Uncle Neil and Aunt Tina are good solid people. Neil's a builder from Brooklyn with the kind of deep ruddy tan that comes from a lifetime of working outdoors, evened out and baked in by several months of coastal living in Lompoc, CA. We had a great time with them. Must have been different for Mark with it being family and all, but for me it was the first social moment that really felt like The Trip; encountering different people on a real level. Real Americans, real lives, real stories... new angles on everything.
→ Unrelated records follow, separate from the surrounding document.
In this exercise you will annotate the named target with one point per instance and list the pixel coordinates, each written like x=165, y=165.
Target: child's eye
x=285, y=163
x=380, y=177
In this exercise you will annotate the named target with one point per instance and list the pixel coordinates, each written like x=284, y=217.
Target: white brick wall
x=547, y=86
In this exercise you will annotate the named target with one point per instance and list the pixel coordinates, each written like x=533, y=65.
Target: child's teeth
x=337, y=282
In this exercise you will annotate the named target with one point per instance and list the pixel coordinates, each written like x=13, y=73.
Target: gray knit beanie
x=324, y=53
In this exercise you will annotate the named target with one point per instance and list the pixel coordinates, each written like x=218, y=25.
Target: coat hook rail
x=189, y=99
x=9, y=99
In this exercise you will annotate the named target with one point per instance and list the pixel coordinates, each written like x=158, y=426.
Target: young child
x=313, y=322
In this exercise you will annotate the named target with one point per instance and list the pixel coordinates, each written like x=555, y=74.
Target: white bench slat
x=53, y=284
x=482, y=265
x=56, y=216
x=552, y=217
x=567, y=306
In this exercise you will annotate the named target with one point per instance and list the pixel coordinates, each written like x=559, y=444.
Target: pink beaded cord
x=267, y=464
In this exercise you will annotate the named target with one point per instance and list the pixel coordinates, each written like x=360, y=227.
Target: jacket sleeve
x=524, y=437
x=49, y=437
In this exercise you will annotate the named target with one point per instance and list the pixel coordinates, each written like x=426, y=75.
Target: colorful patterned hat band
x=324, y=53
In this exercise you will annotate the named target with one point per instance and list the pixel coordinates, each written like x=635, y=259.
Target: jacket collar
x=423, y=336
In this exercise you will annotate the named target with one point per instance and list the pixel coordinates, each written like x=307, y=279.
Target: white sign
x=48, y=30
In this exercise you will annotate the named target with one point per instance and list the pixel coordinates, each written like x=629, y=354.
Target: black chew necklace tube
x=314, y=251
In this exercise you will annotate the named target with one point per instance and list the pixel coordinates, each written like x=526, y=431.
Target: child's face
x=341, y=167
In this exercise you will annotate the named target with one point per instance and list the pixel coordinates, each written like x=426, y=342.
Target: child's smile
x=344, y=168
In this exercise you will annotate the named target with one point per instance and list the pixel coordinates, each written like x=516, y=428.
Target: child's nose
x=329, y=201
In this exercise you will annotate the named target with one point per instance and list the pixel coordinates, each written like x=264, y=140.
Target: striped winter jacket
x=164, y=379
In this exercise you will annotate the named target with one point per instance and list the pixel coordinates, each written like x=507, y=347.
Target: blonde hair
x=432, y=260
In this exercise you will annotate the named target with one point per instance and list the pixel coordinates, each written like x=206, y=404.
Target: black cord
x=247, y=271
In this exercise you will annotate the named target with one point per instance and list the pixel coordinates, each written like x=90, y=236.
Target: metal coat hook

Neil has a hard luck story about getting together a whole building crew to go to Florida last year to do post-hurricane building, having it all blow up. Local regulators and their favoritism. Price-gouging insurance companies. Scammers and nut-busters and hasslers and death by a thousand cuts. It sounded like a real downer. So after that he and Tina went to stay with Frank, fixing up his place to sell -- and doing a bang-up job -- while they were there. It's what families do, help one another out, offer food and drink and a warm place to stay. Good to remember that.
With a hot dinner, a fresh breakfast and a good nights sleep, we were ready to take on the world. Things were settling. The old life was falling away. That morning we drove South, singing along with The Animals -- Well I'm gone/Gone for the summer/Won't be back/Back till the fall -- and it really felt like it was coming together. We were ready for Los Angeles.